I’ve recently completed a major homebrewery upgrade, including two unitanks and a glycol chiller. It seems that most of the books and online resources have yet to catch up to the Equipment advancements in homebrewing. Are there good sources of information for best practices for unitanks and other advanced equipment?

A

The best treatise I have read about the development and use of unitank fermenters is in the textbook Brewing Yeast and Fermentation by Boulton and Quain. Although the subject is covered in other brewing texts intended for the commercial brewer, for example Technology Brewing and Malting by Wolfgang Kunze, Boulton and Quain cover many of the practical challenges of unitank fermentation, such as temperature stratification upon cooling, in great detail and discuss solutions to these very real challenges. D. R. Maule wrote an excellent historical account of fermentation design in his “A Century of Fermenter Design” published as a Centenary Review in the Journal of the Institute of Brewing (J. lnst. Brew., March-April, 1986, Vol. 92, pp. 137-145) that covers the evolution of fermenter design from the late 1800s through the publication date. I will offer some thoughts about your question from the perspective of a small, craft brewer.

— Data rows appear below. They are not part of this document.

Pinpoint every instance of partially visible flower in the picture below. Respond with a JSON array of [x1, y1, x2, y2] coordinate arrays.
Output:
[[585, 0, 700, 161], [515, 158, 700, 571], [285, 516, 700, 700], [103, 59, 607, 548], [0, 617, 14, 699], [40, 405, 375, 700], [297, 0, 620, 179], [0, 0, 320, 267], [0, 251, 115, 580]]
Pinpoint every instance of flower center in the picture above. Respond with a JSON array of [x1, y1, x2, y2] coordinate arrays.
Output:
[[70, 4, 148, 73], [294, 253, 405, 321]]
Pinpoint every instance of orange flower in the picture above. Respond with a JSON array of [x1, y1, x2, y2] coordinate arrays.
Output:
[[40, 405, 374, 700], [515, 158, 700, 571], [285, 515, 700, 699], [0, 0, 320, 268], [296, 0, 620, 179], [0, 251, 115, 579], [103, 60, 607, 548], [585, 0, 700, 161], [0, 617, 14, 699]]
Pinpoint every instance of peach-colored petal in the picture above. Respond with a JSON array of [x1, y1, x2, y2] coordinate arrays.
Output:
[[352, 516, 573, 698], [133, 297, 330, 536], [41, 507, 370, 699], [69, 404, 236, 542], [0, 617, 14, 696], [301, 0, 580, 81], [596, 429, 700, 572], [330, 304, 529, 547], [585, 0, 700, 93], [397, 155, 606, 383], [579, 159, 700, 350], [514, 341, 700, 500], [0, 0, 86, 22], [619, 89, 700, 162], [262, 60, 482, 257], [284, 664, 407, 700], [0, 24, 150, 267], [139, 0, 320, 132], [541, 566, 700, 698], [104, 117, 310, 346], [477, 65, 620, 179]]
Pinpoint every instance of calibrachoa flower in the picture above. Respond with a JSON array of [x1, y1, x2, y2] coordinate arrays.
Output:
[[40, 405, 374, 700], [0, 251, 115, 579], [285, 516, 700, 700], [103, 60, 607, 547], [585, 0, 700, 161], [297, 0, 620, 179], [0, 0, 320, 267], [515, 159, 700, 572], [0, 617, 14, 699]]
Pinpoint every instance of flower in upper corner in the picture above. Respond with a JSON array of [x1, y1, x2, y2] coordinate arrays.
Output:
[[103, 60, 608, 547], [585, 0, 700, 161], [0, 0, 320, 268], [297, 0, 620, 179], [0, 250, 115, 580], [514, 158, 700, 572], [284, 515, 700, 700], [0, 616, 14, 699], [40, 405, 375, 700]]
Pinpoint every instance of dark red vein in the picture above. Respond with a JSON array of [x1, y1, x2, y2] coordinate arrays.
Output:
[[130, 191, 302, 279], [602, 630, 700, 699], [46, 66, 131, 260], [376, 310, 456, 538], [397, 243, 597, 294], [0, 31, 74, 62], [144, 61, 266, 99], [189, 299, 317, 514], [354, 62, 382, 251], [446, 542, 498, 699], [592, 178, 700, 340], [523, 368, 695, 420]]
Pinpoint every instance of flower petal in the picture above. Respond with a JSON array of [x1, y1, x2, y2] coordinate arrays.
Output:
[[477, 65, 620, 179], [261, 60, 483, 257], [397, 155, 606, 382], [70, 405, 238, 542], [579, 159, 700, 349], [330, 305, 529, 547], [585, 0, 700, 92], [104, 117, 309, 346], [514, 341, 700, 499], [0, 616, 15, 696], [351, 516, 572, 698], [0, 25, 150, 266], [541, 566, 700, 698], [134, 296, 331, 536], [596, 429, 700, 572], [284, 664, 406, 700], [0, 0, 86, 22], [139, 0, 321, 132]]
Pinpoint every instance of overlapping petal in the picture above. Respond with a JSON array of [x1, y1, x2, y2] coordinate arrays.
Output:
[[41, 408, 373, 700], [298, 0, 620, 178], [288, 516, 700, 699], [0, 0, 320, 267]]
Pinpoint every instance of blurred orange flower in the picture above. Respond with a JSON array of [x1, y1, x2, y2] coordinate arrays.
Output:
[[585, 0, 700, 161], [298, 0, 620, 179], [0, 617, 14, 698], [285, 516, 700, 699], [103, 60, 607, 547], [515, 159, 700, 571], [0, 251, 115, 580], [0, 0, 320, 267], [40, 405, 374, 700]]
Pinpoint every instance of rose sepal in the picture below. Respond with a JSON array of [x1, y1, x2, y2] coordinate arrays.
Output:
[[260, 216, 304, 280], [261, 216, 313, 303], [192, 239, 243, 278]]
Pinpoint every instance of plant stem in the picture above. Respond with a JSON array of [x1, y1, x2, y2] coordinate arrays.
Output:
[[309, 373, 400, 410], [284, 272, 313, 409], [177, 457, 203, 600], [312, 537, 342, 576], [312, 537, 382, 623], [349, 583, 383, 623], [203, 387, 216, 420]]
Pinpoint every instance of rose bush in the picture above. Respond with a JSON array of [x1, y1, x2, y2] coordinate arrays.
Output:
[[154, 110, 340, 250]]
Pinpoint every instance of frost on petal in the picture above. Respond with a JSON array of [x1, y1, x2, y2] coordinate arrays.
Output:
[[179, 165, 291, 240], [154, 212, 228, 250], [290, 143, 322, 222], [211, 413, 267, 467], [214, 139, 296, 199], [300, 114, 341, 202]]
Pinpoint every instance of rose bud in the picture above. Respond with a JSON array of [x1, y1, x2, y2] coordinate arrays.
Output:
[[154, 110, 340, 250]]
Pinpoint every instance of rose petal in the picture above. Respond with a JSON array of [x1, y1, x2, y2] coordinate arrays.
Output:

The development of the modern, single-tank, fermentation and aging system can be traced back to Dr. Leopold Nathan’s cylindroconical tank designs that were patented in 1908 and 1927. Nathan was a Swiss chemist and his designs differed from conventional fermenters at the time because his fermenter design was closed, had a conical bottom, and incorporated a method to strip sulfur volatiles from beer after fermentation with gas. One of his patented designs incorporated an agitator and resembles a modern yeast propagation vessel. The primary design challenge with these vessels was the inability to easily and effectively clean the inside. Clean-in-place (CIP) developments in the early 1960s are credited to broader use of Nathan-type fermenters. Today, the cylindroconical fermenter (CCV) or unitank fermenter is the norm for breweries of all sizes. It is important to note that the term “unitank” was first used by the Rainier Brewery in 1968 to describe a new twist on the Nathan fermenter; the main differences were a 1:1 aspect ratio (shorter and squatter than the Nathan fermenter) and shallower cone. Although small-scale brewers chuckle about the concern of hydrostatic head in fermenters, tanks that have liquid columns taller than about 30 ft. (9.1 m) do present challenges, and this was one of the issues addressed with the Rainier unitank (and Asahi tank design from 1965).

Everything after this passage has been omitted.